Christopher Detzel (55:00):
Great. And Brad asked, for the entity JSONs, do they contain just their survive values or are OV values included in the attributes?
Jon Ulloa (55:12):
Entity JSONs? They're both. Both the values are included. The query we're showing is just to isolate OV, and the raw JSON in both of them would be included.
Christopher Detzel (55:27):
Yeah, and I think this was answered by Gino, but just to make sure, is there a mechanism on the Reltio site to delete data from these shared Snowflake tables for GDPR purposes, if required?
Jon Ulloa (55:42):
Sorry, the question was tracking?
Christopher Detzel (55:45):
Is there a mechanism-
Yeah. So Jon, the question is is there something that will... If you do a GDPR delete, will it automatically delete the data out of Snowflake? And I think the analogy is it's the same as you would have to delete data from SAP or Salesforce or whatever. Reltio does not actively go out and delete data and other applications in a GDPR delete. You need a workflow there to manage that. Reltio is going to have all the crosswalks for you, but we don't actively delete that data from other places.
Jon Ulloa (56:19):
Christopher Detzel (56:22):
Great, thank you, Gino. Can you link the OV true stored, is it procurement documentation, or PROC documentation?
Jon Ulloa (56:34):
Are we true to POC? So PCR, what was that documentation?
Christopher Detzel (56:37):
Sorry, can you link to the OV true stored PROC documentation?
Jon Ulloa (56:45):
PROC documentation. I'm going to have to get back to you on that one.
Christopher Detzel (56:49):
All right. Yeah. And there's several more questions. I don't know, we only have like one minute. So, how about one more question?
Jon Ulloa (56:55):
Christopher Detzel (56:57):
Is these tables created during the data ingestion, or do we need to pre-create these tables using DDL provided by Reltio before we start the data ingestion?
Jon Ulloa (57:12):
Before we start the data ingestion? Sorry, can you repeat that question?
Christopher Detzel (57:15):
Yeah. Are these tables, are they created during the data ingestion, or do we need to pre-create these tables using DDL provided by Reltio before we start the data ingestion?
Jon Ulloa (57:27):
Yeah, they need to be created before the actual data ingestion. So there's documentation that goes by step by step on the configuration. We recommend some validation to be done, just re-indexing a simple entity and making sure that everything is going forward with the configuration. And then after you create these table structures, then you do an initial battle load. So hopefully that answered your question.

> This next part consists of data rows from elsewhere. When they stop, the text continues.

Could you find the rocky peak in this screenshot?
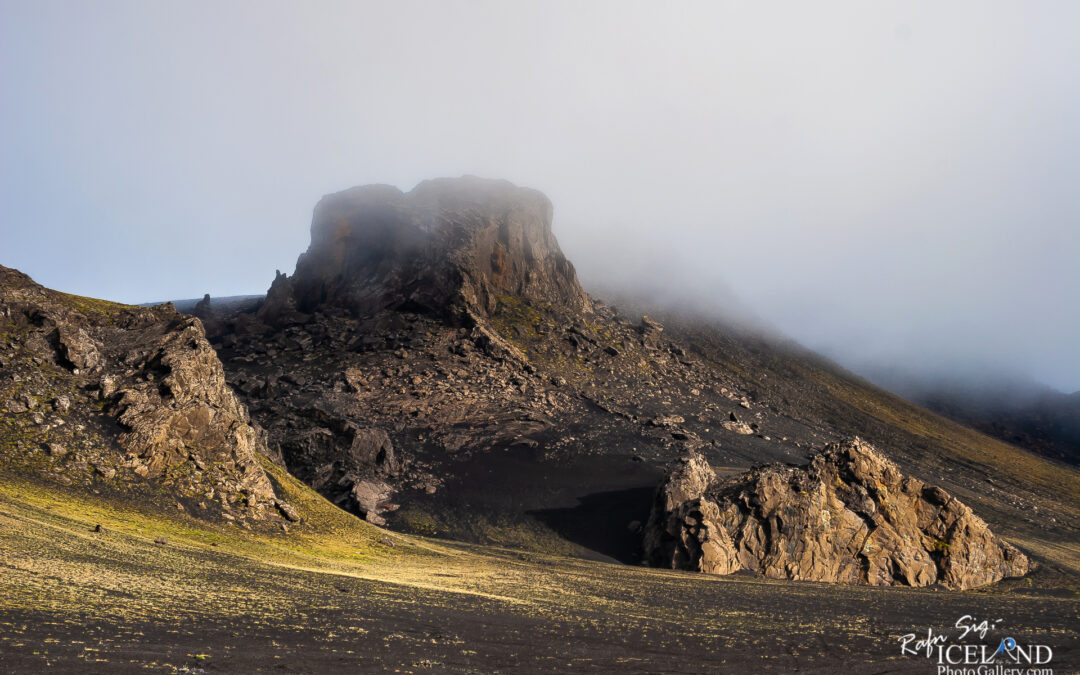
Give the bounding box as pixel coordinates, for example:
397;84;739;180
260;176;589;323
645;438;1029;590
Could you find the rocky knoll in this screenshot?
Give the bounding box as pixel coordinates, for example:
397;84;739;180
259;177;589;324
645;438;1029;590
0;267;298;524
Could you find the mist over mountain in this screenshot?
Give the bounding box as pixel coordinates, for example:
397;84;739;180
0;1;1080;391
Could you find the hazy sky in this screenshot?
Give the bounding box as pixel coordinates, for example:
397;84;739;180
6;0;1080;391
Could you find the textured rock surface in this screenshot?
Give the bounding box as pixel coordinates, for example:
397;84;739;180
645;438;1029;590
259;177;589;324
0;267;296;519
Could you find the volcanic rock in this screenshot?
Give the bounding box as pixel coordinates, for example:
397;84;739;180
645;438;1030;590
0;267;295;518
259;176;589;325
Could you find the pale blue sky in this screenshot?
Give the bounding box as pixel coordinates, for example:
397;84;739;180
0;0;1080;390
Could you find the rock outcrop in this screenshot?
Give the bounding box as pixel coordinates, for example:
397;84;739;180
0;267;296;521
645;438;1029;590
259;176;589;325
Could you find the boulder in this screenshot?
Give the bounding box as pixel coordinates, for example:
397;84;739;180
645;438;1030;590
349;429;401;475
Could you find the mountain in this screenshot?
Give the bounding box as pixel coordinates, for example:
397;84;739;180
0;178;1080;673
875;373;1080;465
198;177;1075;563
0;262;298;520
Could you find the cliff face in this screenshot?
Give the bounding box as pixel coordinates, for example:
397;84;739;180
259;177;589;324
0;267;297;522
645;440;1029;590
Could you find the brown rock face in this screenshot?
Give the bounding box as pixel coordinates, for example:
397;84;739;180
0;267;296;519
645;438;1029;590
259;177;589;323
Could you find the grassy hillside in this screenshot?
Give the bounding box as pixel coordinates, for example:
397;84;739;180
0;462;1080;672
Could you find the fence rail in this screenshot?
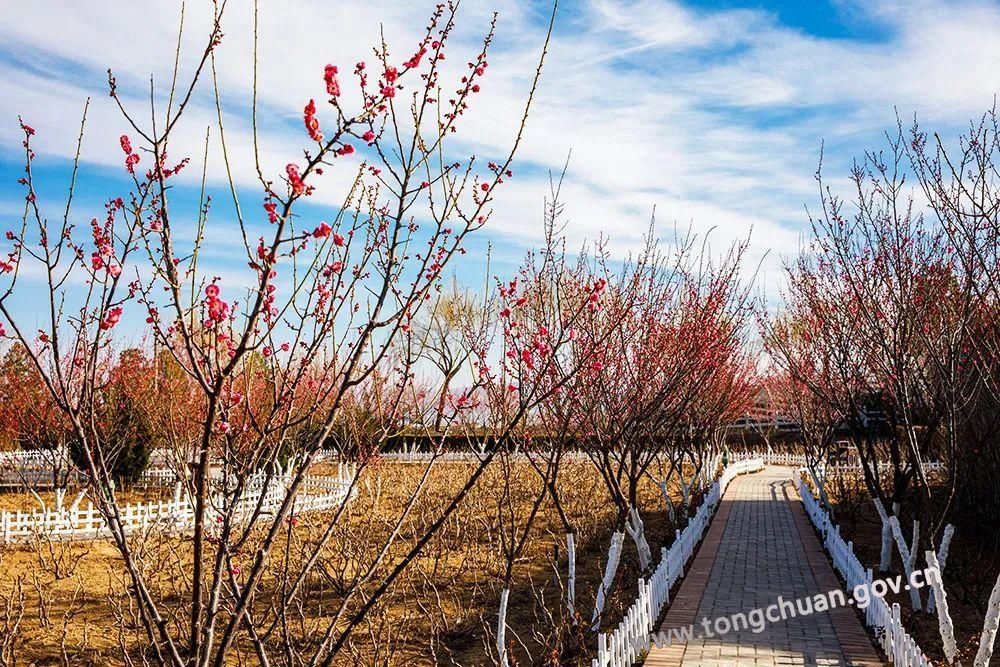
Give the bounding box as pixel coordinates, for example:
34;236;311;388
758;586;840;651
0;468;353;544
591;458;764;667
795;475;931;667
734;452;944;474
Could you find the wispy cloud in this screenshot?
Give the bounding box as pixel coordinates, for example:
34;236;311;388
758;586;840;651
0;0;1000;308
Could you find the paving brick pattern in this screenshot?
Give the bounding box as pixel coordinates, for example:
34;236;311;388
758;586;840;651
645;467;882;667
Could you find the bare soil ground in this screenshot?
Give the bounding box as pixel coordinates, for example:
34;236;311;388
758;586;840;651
831;472;1000;664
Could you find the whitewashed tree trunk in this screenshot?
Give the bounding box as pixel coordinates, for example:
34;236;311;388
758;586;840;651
497;588;510;667
590;531;625;632
973;577;1000;667
69;489;87;512
910;519;920;572
625;507;653;572
924;551;958;665
809;466;830;507
566;533;576;625
658;479;677;525
679;472;691;519
927;523;955;614
889;516;921;611
874;496;892;572
55;488;66;512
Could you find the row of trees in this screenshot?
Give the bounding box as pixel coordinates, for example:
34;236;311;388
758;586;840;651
0;3;752;666
0;3;1000;667
763;111;1000;664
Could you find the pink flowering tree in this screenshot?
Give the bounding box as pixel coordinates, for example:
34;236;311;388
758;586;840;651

Christopher Detzel (57:50):
Yeah. Great. Jon, unfortunately we're out of time, but I am going to post all these questions to the community in the next few days and hopefully we get those, or Jon, I'll have you help answer those, or if there's others that can help answer those as well. But this is really good. Hopefully you guys liked this. Please take the survey at the end, the popup. Really appreciate you guys coming and until next week and when we do the Google BigQuery one, so that one I'm really excited about, Jon. So, he's going to be back.
Jon Ulloa (58:23):
Yeah. Sounds good. All right, guys. Take care. Thank you for your time.
Christopher Detzel (58:26):
Thanks, everyone. Take care. Bye-bye.